Mme X..., gamine de Paris, jeta un petit cri d’oiseau blessé et dit : « Oh ! M. Daremberg, mon cher Docteur, vous revenez de Pontoise (rires) ».
« Oui et non, chère Madame, de chez Villiers de l’Ile d’Adam », « Cela ne me surprend pas... ». Une discussion serrée s’engagea,
sur la création, entre le Docteur et la gamine de Paris, et les mots techniques, les phrases scientifiques, jetèrent un nouveau brillant sur le vernis des boiseries du « Bel Ami ».
... Et Madame, qui avait tenu en respect son adversaire, dit à la fin : « Oui, oui, ç’eût été mieux placé sous le bras, et mon opinion est bien arrêtée, c’est que le Créateur s’est moqué de nous ».

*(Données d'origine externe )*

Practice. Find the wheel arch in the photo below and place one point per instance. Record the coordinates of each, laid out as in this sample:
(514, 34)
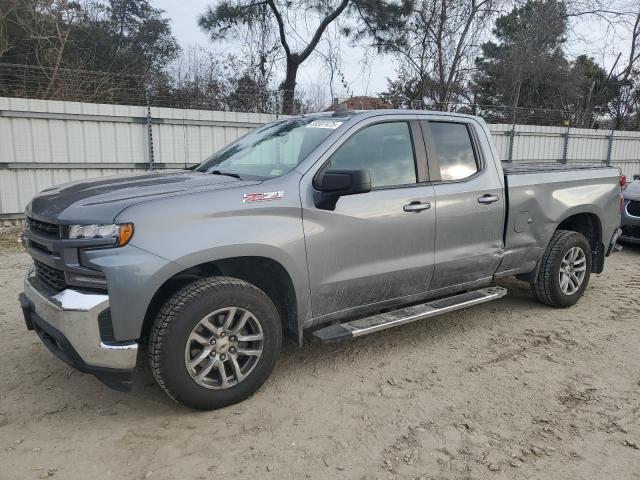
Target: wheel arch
(267, 274)
(589, 225)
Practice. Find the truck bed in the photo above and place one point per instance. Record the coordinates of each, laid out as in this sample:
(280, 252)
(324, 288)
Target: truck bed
(540, 196)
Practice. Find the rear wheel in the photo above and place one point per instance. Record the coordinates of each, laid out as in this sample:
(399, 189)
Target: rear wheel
(215, 342)
(565, 269)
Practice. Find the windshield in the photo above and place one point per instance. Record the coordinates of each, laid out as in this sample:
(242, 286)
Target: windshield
(271, 150)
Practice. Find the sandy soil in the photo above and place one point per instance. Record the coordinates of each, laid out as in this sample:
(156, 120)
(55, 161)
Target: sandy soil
(510, 389)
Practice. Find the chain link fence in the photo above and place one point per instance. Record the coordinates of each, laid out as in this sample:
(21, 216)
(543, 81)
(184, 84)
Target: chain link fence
(211, 92)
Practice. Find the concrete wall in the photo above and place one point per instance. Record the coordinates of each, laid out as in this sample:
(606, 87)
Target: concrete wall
(44, 142)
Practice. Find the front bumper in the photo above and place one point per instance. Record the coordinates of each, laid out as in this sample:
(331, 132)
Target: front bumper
(67, 323)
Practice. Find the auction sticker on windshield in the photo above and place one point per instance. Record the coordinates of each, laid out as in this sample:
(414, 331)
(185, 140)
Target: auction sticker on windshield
(332, 124)
(262, 197)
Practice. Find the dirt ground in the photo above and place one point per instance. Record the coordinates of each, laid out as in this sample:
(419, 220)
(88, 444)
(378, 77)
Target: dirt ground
(509, 389)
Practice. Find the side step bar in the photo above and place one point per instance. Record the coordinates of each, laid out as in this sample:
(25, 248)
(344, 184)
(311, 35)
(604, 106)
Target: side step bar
(382, 321)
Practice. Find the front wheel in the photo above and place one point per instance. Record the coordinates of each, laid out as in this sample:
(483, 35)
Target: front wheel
(215, 342)
(565, 269)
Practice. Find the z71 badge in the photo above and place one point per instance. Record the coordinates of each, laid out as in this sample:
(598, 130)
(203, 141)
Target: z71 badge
(262, 197)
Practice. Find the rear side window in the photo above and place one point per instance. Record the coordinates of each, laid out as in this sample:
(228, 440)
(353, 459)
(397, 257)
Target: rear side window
(453, 147)
(385, 149)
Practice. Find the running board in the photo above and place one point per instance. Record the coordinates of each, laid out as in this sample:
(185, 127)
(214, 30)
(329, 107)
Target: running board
(381, 321)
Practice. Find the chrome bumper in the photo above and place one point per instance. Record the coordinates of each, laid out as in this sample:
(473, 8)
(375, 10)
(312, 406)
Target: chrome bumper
(74, 315)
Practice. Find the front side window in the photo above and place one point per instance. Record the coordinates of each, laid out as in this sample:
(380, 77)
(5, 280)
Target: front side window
(454, 150)
(384, 149)
(271, 150)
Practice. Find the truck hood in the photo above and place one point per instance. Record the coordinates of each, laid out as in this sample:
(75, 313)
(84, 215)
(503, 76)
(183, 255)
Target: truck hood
(101, 200)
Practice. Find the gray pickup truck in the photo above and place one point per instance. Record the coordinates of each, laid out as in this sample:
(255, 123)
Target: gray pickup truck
(323, 227)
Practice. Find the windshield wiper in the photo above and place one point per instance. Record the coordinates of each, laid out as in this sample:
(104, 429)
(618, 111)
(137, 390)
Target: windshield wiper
(226, 174)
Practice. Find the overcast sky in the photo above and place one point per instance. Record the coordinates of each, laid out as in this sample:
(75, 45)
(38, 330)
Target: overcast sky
(590, 37)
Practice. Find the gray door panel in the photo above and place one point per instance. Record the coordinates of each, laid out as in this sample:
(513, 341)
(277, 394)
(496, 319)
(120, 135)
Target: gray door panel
(376, 246)
(469, 233)
(369, 249)
(470, 205)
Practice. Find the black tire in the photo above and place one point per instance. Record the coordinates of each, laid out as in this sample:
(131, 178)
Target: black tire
(546, 288)
(180, 315)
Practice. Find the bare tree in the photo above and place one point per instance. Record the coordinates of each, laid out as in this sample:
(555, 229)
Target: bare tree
(438, 47)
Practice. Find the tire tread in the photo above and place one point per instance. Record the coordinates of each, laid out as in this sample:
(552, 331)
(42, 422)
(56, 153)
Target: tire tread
(544, 283)
(167, 316)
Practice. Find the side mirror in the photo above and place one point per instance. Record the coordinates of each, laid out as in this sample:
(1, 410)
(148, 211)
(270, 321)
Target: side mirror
(334, 184)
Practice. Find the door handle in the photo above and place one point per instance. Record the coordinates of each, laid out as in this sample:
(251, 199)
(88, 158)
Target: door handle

Mme X... avait suivi les cours de la rue des Écoles.
*
Le marteau de la petite pendule frappa trois coups semblables à trois notes de musique, le « Bel Ami » tirait des bordées courageuses presque furieuses vers le Mont-Boron ; le vent d’Est donnait très fort, la mer grossit, et comme s’il eût voulu saluer les côtes, l’oiseau blanc inclinait ses ailes jusqu’à toucher les vagues, l’eau gagnait le pont jusqu’au pied du grand mât, la place devenait limitée pour les invités, M. Aurélien Scholl, M. Magitot, le timide Maizeroy
11, M. Busnach, « Le Puissant » descendirent au salon.
Quand ils furent en bas, M. Maupassant dit aux dames :
« Quand par la force des choses, pour améliorer notre marche, je suis obligé de faire donner de la bande au bateau, je préfère avoir le lest au fond.

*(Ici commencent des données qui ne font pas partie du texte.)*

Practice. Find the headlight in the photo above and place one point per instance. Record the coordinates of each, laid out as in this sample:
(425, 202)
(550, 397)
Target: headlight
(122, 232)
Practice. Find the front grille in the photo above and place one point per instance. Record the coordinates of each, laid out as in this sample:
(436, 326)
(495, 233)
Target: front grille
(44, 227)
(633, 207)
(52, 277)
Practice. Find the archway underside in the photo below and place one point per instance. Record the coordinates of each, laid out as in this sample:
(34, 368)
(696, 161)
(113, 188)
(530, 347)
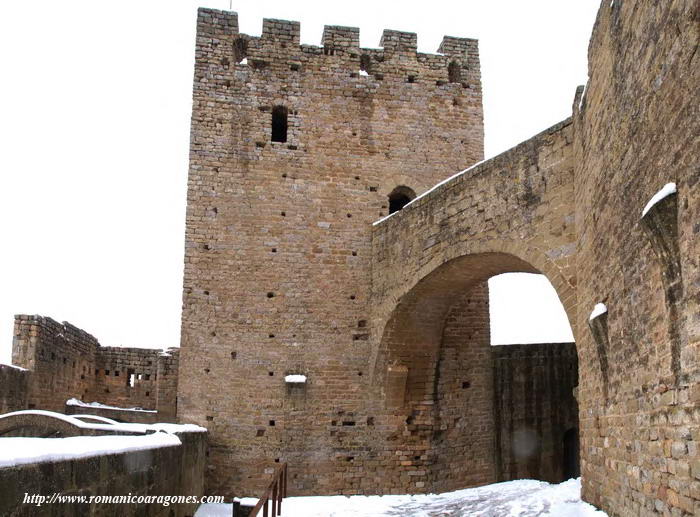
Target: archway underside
(482, 413)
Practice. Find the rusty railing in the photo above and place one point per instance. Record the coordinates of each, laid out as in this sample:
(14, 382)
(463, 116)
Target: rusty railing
(275, 492)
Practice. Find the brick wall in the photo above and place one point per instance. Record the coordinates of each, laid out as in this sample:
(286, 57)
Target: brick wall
(13, 388)
(279, 237)
(636, 130)
(536, 414)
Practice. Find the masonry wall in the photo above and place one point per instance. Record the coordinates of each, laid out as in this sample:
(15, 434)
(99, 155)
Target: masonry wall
(278, 238)
(160, 471)
(13, 388)
(463, 442)
(536, 413)
(66, 362)
(636, 130)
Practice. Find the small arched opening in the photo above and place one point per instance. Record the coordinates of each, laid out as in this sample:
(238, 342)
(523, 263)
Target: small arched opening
(400, 197)
(454, 72)
(280, 116)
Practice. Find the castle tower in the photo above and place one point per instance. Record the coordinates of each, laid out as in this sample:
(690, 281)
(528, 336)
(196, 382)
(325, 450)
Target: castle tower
(295, 151)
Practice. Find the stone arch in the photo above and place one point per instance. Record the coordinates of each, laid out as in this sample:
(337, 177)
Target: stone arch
(399, 197)
(416, 311)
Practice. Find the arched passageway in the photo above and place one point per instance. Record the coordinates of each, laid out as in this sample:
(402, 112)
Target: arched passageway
(484, 413)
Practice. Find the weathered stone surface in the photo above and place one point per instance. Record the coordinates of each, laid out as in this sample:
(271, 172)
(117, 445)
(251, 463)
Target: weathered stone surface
(66, 362)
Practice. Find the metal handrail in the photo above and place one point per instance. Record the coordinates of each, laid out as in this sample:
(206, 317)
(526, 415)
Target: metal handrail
(275, 492)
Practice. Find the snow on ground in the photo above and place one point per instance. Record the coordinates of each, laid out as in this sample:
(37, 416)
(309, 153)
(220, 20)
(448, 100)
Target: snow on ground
(521, 498)
(20, 451)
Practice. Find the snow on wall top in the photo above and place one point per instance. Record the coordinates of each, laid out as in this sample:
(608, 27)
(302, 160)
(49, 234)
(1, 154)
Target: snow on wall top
(599, 309)
(22, 451)
(460, 173)
(15, 367)
(666, 190)
(80, 403)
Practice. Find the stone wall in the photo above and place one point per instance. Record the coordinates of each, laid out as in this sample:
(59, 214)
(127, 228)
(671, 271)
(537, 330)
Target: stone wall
(284, 274)
(637, 129)
(166, 471)
(279, 237)
(536, 414)
(66, 362)
(14, 383)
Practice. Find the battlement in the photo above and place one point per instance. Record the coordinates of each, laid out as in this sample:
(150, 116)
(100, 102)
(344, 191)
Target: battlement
(279, 44)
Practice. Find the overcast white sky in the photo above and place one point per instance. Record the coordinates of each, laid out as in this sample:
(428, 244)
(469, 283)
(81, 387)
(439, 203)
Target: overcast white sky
(95, 102)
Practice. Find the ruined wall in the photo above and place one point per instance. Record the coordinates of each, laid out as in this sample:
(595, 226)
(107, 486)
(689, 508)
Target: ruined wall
(13, 388)
(636, 130)
(125, 376)
(279, 237)
(60, 357)
(536, 414)
(66, 362)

Ces dames rirent sous le capuchon du manteau dans lequel Bernard avait eu soin de les envelopper.
À l’approche de la côte les éléments devinrent moins violents. Au lointain le chapelet crénelé de l’Estérel va nous ravir le soleil, qui descend prendre son repos dans un lit tout poudré d’or...
La Cité de Masséna est devant nous avec son port qui nous convie.
La Société est maintenant réunie sur le pont, heureuse de bientôt retrouver la terre ferme.
2 Il s’agit d’un des poèmes recueillis dans Des Vers. Il avait paru pour la première fois dans la République des Lettres, chaudement recommandé par Flaubert à Mendès, qui avait passé la consigne à Henry Roujon. De là data l’amitié entre ce dernier et Guy de Maupassant.
3 Aurélien Scholl (1833-1902). Chroniqueur célèbre et redouté, il avait une grande habitude des improvisations. Il avait une réputation d’homme d’esprit qui ne se confirme guère ici !
4 Magitot (Émile) (1833-1897) était médecin et professeur. Ce fut un des fondateurs, puis le directeur de la Société d’anthropologie.
5 Riou (1838-1900), dont il a été question plus haut, était né à Saint-Servan, ce qui explique son amour pour la mer.
6 De petite noblesse d’origine italienne, c’était un des amis « mondains » de Maupassant.
7 William Busnach (1832-1907) est un auteur dramatique qui produisit peu par lui-même, mais qui fut surtout connu comme adaptateur de Zola au théâtre.
8 Eugène Noël, littérateur né à Rouen en 1816 et surtout connu par ses mémoires d’un imbécile, écrits par lui-même... et préfacés par Littré, en 1875.
9 Il s’agit vraisemblablement du fils du médecin et érudit Victor-Charles Daremberg.
10 Il peut s’agir de la comtesse Potocka... si François admet qu’il y a du caviar en Pologne,
11 Quand M. de Maupassant fit bâtir sa villa « la Guillette », il laissa la moitié du terrain libre pour celle que M. Maizeroy, devait y faire faire...
0 Quelques années plus tard ces dames demandaient à l’auteur de Mouche, quand son ami ferait bâtir, il répondit : « Jamais probablement ! que voulez-vous, il a toujours un pied sur l’asphalte et un dans un boudoir, comme il n’en a que deux... » (Note de François).